Table of Contents
General Information
A SESYNC Data Skills Workshop provides researchers from the socio-environmental synthesis community with hands-on training in open source tools for collaborative coding, data management, analysis, visualization, and dissemination. The goal of this two-day workshop is to introduce novice and intermediate scientific coders to concepts, skills and approaches for data-driven research.

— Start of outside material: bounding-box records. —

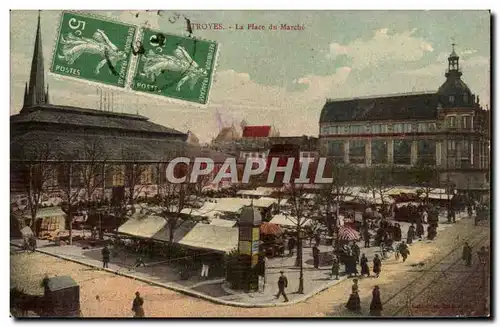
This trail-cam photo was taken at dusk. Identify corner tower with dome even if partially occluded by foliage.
[319,44,490,195]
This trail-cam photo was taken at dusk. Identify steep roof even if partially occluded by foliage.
[320,93,439,123]
[10,130,228,162]
[243,126,271,137]
[10,105,184,135]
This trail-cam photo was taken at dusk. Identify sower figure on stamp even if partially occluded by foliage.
[373,254,382,278]
[359,253,370,277]
[370,285,383,316]
[462,242,472,267]
[132,292,144,318]
[101,245,111,268]
[276,271,288,302]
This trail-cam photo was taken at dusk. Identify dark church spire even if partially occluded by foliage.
[24,11,48,107]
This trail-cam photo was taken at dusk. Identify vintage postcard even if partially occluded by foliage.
[9,10,493,320]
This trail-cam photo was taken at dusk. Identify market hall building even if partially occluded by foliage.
[10,16,227,204]
[319,44,490,190]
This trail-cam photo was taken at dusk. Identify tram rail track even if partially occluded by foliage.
[388,226,486,316]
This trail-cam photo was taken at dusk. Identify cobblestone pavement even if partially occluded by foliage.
[11,213,489,317]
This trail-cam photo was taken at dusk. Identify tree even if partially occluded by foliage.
[362,166,394,209]
[410,164,439,204]
[285,183,310,294]
[58,159,85,244]
[316,164,354,243]
[77,141,112,236]
[13,143,57,233]
[150,160,211,254]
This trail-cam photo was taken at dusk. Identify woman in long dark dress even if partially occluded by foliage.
[359,253,370,277]
[373,254,382,278]
[345,279,361,312]
[370,285,382,316]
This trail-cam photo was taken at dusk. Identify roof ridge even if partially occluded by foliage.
[326,91,437,103]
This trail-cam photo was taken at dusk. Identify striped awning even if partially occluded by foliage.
[338,226,360,241]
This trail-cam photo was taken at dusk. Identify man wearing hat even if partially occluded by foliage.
[370,285,382,316]
[132,292,144,318]
[276,270,288,302]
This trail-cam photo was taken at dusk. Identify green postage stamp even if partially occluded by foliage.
[131,28,218,104]
[50,12,137,88]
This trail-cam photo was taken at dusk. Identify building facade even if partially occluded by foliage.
[319,44,490,189]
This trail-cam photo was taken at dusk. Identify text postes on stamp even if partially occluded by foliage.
[131,28,218,104]
[50,12,137,88]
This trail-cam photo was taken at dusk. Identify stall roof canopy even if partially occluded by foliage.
[179,223,238,252]
[269,214,311,227]
[151,220,196,243]
[182,198,278,218]
[118,214,167,238]
[24,207,66,218]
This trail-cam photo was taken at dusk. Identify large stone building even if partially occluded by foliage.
[319,47,490,189]
[10,13,226,202]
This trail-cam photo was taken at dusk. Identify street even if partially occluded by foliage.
[11,219,490,317]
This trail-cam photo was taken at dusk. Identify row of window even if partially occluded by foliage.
[327,140,436,165]
[321,123,436,135]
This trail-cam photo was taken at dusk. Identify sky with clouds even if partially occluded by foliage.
[10,11,490,142]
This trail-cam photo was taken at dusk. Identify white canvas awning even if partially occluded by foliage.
[151,219,196,243]
[24,207,66,218]
[269,214,311,227]
[118,214,167,238]
[253,198,278,208]
[179,223,238,253]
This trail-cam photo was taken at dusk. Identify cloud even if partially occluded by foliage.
[327,28,434,69]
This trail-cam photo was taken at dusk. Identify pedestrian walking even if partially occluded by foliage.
[393,223,402,242]
[101,245,111,268]
[345,279,361,312]
[129,256,146,270]
[313,245,320,268]
[406,224,415,244]
[351,241,361,262]
[276,271,288,302]
[373,254,382,278]
[462,242,472,267]
[332,258,340,280]
[132,292,144,318]
[398,241,410,262]
[416,220,424,239]
[359,253,370,277]
[288,237,296,256]
[370,285,382,316]
[363,225,370,248]
[28,236,36,252]
[314,232,321,246]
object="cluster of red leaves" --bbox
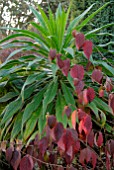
[1,115,114,170]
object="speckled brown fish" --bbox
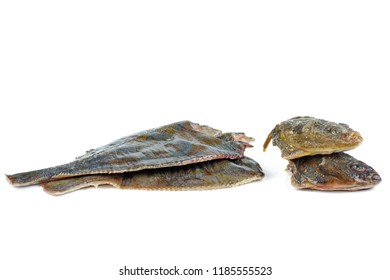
[287,152,381,191]
[263,117,363,159]
[42,157,264,195]
[7,121,266,195]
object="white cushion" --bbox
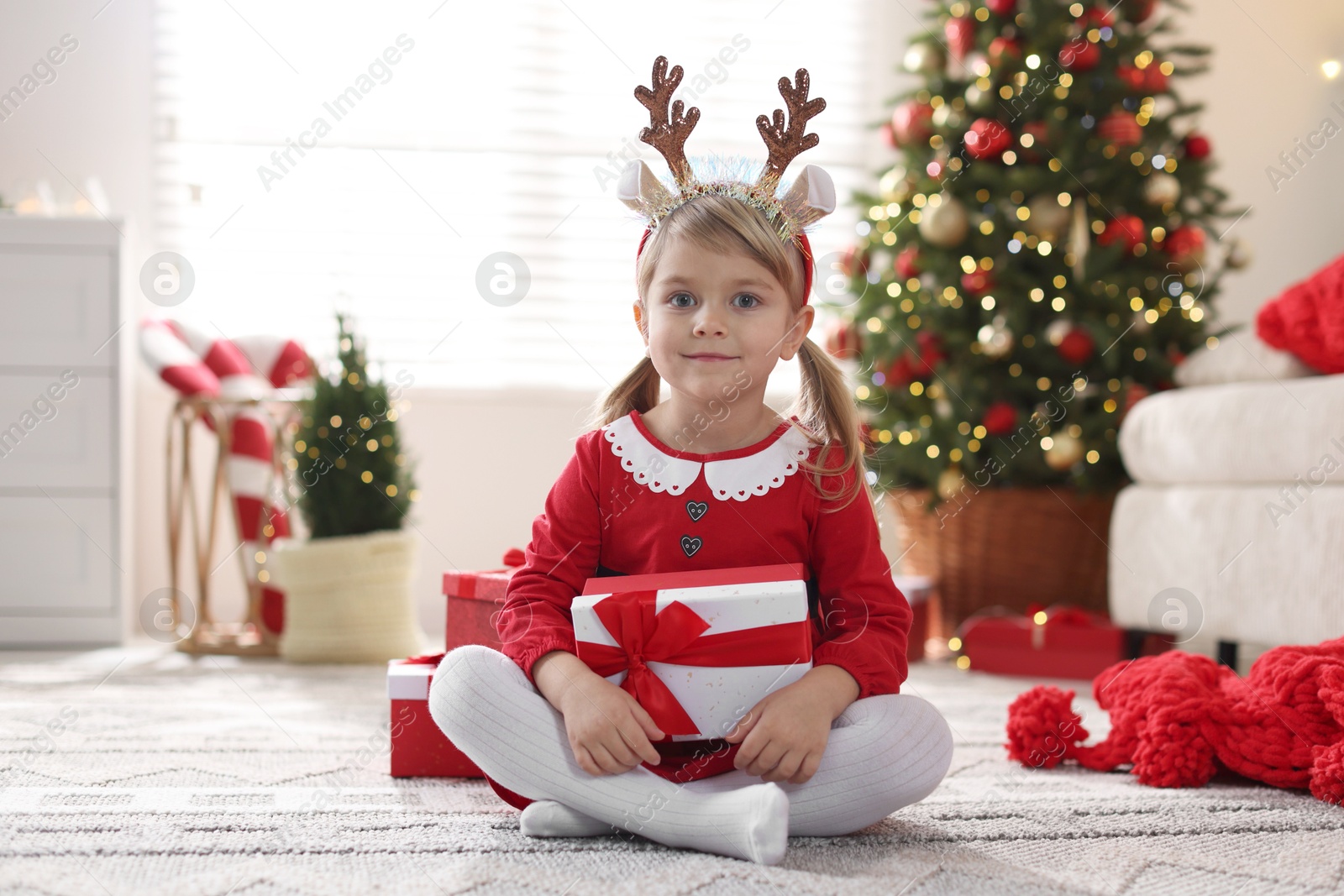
[1107,486,1344,656]
[1118,374,1344,490]
[1172,327,1315,385]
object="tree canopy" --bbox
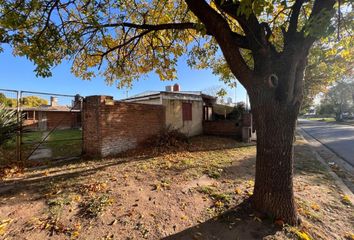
[0,93,48,107]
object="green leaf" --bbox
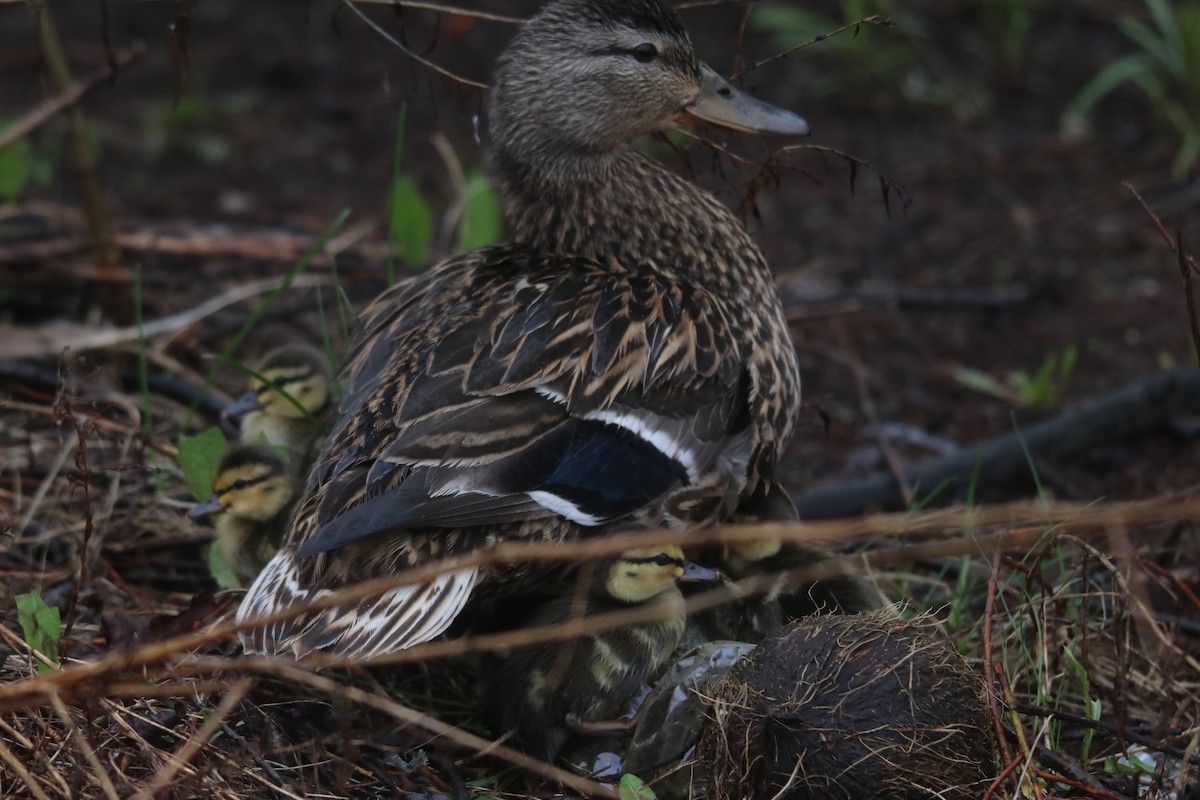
[179,428,229,500]
[458,172,504,251]
[209,545,241,589]
[388,175,433,266]
[0,126,32,203]
[618,772,658,800]
[954,367,1013,402]
[14,591,62,672]
[1063,53,1153,118]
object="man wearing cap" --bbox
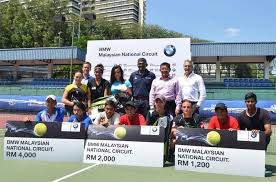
[146,95,172,128]
[93,100,120,127]
[238,92,272,149]
[35,95,64,123]
[81,62,94,85]
[178,59,206,114]
[129,58,155,117]
[119,101,147,125]
[208,103,240,131]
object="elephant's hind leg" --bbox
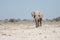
[40,18,42,26]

The first day of the workshop (Tuesday) will utilize R and tools available through the RStudio development environment. The second day (Thursday) will introduce Python and several command line tools. The schedule below provides an overview of the specific topics we will address through a series of 8 lessons that integrate live-coding and trainee challenge exercises.
Registration is open to any faculty or research staff in the Behavioral and Social Sciences College of the University of Maryland. Participants are welcome to attend either one or both days.
Instructors:
- Ian Carroll, Data Scientist @SESYNC
- Mary Shelley, Associate Director of Synthesis @SESYNC
When:
The workshop will cover two full, but non-sequential days during Winter Term.
Tuesday, January 16, 2018 and Thursday, January 18, 2018
Where:
1101 Morrill Hall
Get directions with OpenStreetMap or Google Maps.
Requirements:
Participants must bring a laptop with a full keyboard and mouse/trackpad (not a tablet, iPad, etc.), and have installed a full-functioning browser (e.g. Chrome, Firefox, Safari, or Internet Explorer).
Contact:
Please email icarroll@sesync.org with any questions, or for information not covered here.
Registration
Schedule
Please note, we plan to end each day with sufficient time to answer any lengthy follow-up questions with individuals as needed.
Tuesday | 9:00 | Introductions & Orientation |
9:15 | Basic R | |
10:45 | Coffee Break | |
11:00 | Model Building Mini-Languages | |
12:15 pm | Lunch Break | |
1:00 | Data Manipulation with “dplyr” | |
2:30 | Stretch Break | |
2:45 | Visualizations with “ggplot2” | |
4:15 | FIN | |
Wednesday | NOT MEETING | |
Thursday | 9:00 | [Re-]Introductions & Orientation |
9:15 | git and More Tools in the Shell | |
10:30 | Coffee Break | |
10:45 | Basic Python | |
12:15 pm | Lunch Break | |
1:00 | Software Portals (PyPI and CRAN) | |
1:30 | Web Services and APIs with Python | |
2:30 | Stretch Break | |
2:45 | ||
4:15 | FIN |
Setup
- Day 1
- login to https://lab.sesync.org/rstudio/ with the username from your e-mail address
- run
unzip('/tmp/handouts.zip', exdir = 'handouts')
- Day 2
- Settle in next to a friend … or make one!
- Sign-in or sign-up at http://github.com
- start at https://lab.sesync.org
- login the JupyterLab, ask for your username and password
Software
Use the default installation options for all packages. For Windows users, an installer for each item is available at the given download site. Mac users are encouraged to use Homebrew – the missing package manager for OS X – via the shell, although the downlink links also provide .dmg installers.
- git
- https://git-scm.com/downloads
brew install git
- R
- https://cran.rstudio.com/
brew install r
- RStudio (free version)
- https://www.rstudio.com/products/rstudio/download2/
- Use the downloader.
- Python 3.x
- https://www.python.org/downloads/
brew install python3
The following R packages need to be installed after R and Rstudio are installed.
Open RStudio and, for each package below, type install.packages(%package%)
at
the prompt and press return. Follow all prompts.
- tidyr
- dplyr
- magrittr
- stringr
- ggplot2
- data.table
- lme4
The following Python packages need to be installed Python. Open a shell/terminal
and, for each package below, run pip3 install %package%
.
- pandas
- jupyterlab
- beautifulsoup4
- requests
- census
- ggplot
After installing jupyterlab, run jupyter serverextension enable --py jupyterlab
--sys-prefix
in the shell/terminal to complete installation.
JupyterLab runs through
your browser, to launch it, enter jupyter lab
in the shell/terminal, and stop
it with Ctrl-C.
Acknowledgements
Portions of the instructional materials, along with the structure of the curriculum and teaching approach, are adopted from Data Carpentry and Software Carpentry.